“Gorila”, “fusiladores en el 55 y en el 2001”, “séquitos de Videla”, “cipayos en oferta”, “lacras venenosas”, “neofascistas”, “resaca nazi”, “militonto”, “cleptómanos profesionales”, “otro cibertibio”, son algunos de los descalificativos —más originales— que estuvieron rebotando la última semana en las redes sociales. Hay de y para todas las fuerzas políticas. Lejos de ser propiedad exclusiva de uno, el fenómeno es transversal. Contamina a toda la góndola.
Se sabe que en el barrio 2.0 abunda el lenguaje cloacal. La virtualidad es una arena propicia para despedir todas aquellas escatologías verbales que, en persona, en el mundo tangible, pocos se animan a decirle en la cara al vecino, amigo o compañero de trabajo. La red es un atajo para la cobardía. Siempre lo fue, pero nunca como en estas horas. El nivel de agresividad que se desató después de conocerse la voluntad de las urnas es inédito. ¿Por qué? ¿A qué se debe? ¿Estamos listos para afrontar un ballotage de estas características?
Para empezar, recalcar la sorpresa de quien escribe. Supuestamente estábamos ante una campaña electoral de baja crispación. Los tres principales candidatos —Daniel Scioli, Sergio Massa y Mauricio Macri— se manejaron dentro del margen crítico que permite cualquier sistema democrático. Hubo contados golpes bajos. La negatividad brilló por su ausencia. Sus discursos se articularon en torno a abstracciones tales como “esperanza”, “victoria”, “cambio”, “fe”, “diálogo”, “consenso”. A tal punto que, a principio de año, desde los medios de comunicación se les pidió precisión, contundencia y hasta inclusive mayor diferenciación entre ellos.

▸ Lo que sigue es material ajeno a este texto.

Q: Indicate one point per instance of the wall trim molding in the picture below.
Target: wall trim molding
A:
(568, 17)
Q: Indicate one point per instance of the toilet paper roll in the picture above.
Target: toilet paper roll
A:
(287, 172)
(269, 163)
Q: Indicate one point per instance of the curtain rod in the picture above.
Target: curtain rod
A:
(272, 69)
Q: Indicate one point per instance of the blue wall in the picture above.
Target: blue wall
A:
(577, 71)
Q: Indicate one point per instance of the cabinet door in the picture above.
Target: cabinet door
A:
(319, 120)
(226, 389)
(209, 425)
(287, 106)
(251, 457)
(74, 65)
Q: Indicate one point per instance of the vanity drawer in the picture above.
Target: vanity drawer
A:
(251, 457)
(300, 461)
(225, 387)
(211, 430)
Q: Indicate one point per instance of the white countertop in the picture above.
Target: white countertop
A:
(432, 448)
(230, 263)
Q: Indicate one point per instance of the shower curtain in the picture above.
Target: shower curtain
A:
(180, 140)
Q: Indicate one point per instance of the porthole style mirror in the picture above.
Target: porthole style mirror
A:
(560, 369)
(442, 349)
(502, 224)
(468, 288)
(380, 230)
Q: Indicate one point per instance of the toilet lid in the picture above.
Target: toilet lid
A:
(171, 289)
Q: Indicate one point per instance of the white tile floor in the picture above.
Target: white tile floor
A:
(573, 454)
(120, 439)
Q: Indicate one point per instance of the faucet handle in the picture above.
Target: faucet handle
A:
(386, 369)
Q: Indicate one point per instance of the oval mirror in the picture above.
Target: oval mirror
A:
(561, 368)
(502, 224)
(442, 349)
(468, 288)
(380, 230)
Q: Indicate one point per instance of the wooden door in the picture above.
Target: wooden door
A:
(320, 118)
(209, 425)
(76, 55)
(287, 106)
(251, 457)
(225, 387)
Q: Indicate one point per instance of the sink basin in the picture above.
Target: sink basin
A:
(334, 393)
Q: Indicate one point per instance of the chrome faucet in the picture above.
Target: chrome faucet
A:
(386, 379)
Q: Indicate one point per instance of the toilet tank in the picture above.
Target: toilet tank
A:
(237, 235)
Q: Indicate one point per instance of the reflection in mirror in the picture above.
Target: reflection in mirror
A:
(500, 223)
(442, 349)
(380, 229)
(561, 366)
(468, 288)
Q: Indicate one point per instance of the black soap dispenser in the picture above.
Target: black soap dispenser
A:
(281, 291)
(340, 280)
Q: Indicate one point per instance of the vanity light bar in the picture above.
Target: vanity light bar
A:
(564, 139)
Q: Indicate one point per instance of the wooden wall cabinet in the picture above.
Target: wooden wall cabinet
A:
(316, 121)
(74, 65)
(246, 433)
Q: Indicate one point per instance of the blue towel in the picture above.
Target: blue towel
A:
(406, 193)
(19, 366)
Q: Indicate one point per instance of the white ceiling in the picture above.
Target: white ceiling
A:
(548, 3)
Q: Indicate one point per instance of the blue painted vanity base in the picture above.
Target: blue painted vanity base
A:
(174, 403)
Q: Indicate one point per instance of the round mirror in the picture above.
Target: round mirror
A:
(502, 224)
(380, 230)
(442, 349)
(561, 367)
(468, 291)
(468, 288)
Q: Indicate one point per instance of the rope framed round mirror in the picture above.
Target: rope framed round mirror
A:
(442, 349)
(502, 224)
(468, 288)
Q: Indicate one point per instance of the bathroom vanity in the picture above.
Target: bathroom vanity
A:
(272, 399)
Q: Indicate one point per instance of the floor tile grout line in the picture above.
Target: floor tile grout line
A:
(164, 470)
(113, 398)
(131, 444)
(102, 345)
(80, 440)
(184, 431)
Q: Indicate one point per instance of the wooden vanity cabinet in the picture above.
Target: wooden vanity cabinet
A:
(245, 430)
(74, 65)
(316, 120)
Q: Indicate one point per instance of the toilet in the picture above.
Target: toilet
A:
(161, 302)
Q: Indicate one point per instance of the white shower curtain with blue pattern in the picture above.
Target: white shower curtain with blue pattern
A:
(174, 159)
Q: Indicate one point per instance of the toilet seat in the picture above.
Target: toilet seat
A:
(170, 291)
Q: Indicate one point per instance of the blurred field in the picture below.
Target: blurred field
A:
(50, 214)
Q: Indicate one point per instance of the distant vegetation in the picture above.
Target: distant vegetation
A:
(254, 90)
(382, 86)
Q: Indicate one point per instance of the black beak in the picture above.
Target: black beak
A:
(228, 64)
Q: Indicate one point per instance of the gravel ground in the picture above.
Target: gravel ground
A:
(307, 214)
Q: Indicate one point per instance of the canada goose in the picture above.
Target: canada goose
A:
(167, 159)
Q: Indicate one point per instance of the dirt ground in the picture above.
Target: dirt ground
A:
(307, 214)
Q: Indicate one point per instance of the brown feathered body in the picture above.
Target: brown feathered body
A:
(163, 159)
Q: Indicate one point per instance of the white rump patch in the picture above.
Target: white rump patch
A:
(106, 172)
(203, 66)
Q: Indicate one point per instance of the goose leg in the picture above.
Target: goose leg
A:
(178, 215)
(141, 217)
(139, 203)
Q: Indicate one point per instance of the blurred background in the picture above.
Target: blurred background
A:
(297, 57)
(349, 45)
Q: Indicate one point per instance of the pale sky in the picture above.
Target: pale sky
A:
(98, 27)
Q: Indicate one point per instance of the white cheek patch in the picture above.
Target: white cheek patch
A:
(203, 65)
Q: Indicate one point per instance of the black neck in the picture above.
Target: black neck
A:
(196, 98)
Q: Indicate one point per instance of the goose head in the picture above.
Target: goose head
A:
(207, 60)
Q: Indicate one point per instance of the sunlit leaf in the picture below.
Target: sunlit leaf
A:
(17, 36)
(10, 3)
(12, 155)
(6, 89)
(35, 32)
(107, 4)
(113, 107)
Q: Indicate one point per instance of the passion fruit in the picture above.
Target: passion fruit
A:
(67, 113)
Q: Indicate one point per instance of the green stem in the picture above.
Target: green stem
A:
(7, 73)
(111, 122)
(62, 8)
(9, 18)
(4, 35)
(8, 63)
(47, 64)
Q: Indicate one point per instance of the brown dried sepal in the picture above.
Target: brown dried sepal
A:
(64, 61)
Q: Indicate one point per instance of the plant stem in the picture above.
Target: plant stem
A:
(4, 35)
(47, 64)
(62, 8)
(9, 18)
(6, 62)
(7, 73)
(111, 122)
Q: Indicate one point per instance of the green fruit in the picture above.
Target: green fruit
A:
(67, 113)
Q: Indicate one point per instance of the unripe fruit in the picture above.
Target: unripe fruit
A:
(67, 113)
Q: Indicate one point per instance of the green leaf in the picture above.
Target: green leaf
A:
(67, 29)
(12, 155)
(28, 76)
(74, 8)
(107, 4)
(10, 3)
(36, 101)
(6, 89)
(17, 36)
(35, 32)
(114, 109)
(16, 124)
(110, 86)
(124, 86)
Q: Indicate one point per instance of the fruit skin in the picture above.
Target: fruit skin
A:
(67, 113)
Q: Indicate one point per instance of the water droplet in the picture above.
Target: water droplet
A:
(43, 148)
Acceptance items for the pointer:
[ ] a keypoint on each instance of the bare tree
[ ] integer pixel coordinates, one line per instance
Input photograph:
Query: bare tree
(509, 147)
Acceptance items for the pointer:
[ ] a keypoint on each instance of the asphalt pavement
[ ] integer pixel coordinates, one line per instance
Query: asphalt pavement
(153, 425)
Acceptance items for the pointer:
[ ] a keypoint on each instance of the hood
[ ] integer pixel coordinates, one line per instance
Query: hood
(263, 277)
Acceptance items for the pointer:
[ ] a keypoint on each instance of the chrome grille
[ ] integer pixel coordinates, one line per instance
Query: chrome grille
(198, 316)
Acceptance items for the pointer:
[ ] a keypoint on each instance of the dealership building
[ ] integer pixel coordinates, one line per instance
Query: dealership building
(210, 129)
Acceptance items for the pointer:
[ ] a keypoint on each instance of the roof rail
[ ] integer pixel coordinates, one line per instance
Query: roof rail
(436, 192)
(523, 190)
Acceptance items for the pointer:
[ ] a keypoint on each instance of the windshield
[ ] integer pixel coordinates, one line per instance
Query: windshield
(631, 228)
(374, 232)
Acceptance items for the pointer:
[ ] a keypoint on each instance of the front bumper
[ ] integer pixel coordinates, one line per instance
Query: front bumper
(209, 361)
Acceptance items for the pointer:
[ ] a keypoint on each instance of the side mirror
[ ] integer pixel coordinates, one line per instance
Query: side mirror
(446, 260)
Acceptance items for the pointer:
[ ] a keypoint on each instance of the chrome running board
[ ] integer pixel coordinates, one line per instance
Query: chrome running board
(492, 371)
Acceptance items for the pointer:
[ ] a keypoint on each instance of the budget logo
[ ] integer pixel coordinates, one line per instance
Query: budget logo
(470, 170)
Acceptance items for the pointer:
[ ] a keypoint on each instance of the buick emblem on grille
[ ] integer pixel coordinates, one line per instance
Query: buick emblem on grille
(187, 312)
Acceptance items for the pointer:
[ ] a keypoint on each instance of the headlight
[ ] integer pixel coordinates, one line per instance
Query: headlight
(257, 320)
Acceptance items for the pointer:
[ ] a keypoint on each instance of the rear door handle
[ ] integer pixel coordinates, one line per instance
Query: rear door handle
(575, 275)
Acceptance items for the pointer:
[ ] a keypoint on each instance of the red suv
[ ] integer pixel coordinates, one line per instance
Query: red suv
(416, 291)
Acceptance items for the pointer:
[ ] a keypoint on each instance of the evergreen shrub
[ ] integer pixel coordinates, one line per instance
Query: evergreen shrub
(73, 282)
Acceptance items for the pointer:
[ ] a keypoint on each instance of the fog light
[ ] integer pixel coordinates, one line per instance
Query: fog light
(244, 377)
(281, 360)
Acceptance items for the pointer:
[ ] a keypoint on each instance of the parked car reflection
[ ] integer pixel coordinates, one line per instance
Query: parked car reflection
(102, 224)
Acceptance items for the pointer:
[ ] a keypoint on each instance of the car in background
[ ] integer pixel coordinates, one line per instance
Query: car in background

Deducción al vuelo: ellos no fueron los artesanos de este fanatismo in crescendo. A bucear en otras aguas.
Quizás sea el momento de sumergirse en la cultura política, ese cúmulo de prácticas, valores, creencias, opiniones, preferencias y costumbres que compartimos como sociedad. Con este lente analítico, se podría hallar una explicación tentativa. Un primer paso puede ser el mesianismo. Ninguna novedad. A lo largo de estos 200 años y monedas, nos hemos acostumbrado a tercerizar nuestras responsabilidades, obligaciones y expectativas en un líder redentor. Un individuo ubicuo, todopoderoso y mítico que nos llevaría —sin mucho esfuerzo ni sacrificio— a los portones del paraíso: primer mundo o liberación, según la cantinela ideológica. Empresas que, espiando por el espejo retrovisor de la historia, han terminado en auténticos escombros.
Y mesianismo no rima con tolerancia. Cuando la emotividad desplaza por completo al intercambio racional, elimina el equilibrio entre razón y sensibilidad que debería albergar cualquier acción política, los matices se vuelven una especie en extinción. La ideología muta en catecismo. El derecho al disenso pasa a ser la excepción, no la norma. Y el repertorio lingüístico circulante cambia drásticamente: el adversario ahora es un enemigo, el aliado se convierte en un servidor condescendiente y los seguidores se transforman en soldados o apóstoles al servicio de la causa. En otras palabras: el imaginario político le cede el paso al bélico.
Pero el cortocircuito continúa. Al moverse solamente en un monoambiente de ideas, la capacidad dialógica se atrofia. Se consolida un pensamiento autista, cerrado e impermeable a cualquier reflexión exterior. Sólo se consumen opiniones afines. El perímetro del sentido común del ciudadano finaliza en el mismo punto donde concluye su catecismo. Todo aquel que provenga del otro lado de la frontera y pretenda desarmar la estructura de creencias mediante un análisis distinto es apedreado simbólicamente. Los anticuerpos de la necedad se activan. Cuanto más se extienda en el tiempo este círculo vicioso, más vehemente será el ataque hacia la materia gris foránea.
Cuando urge salir de la zona intelectual de confort, en este caso porque se debe convencer a un 30% de indecisos para ganar un ballotage, queda en evidencia la falta de entrenamiento para persuadir, explicar o fundamentar. Y, ante esta impotencia, aparece la falacia ad hominem: atacar a la persona y no al argumento. Un recurso que, sin duda, genera el efecto contrario: en vez de embelesar voluntades, se las expulsa del espacio. Y ahí se redobla la apuesta combativa. Aumentan la persecución, el interrogatorio y el linchamiento. Pero, salvo que se esté ante un caso de síndrome de Estocolmo político, la inquisición 2.0 termina ahuyentando el voto. Pocos parecen entender esta ecuación sencilla.
El universo 2.0 ha subrayado esta falencia que tenemos como sociedad. O, mejor dicho, la ha sacado a la luz, porque la intolerancia siempre estuvo ahí, latente, entre nosotros. Solamente que, ahora, la exposición, el feedback y la instantaneidad de estos dispositivos, más la instancia de un escenario polarizado, como una segunda vuelta, la han puesto sobre el tapete. Restan diecinueve días para el cuarto oscuro, tiempo escaso para dar un salto importante en materia deliberativa. Pero, para comenzar a sembrar, la primavera es una estación ideal.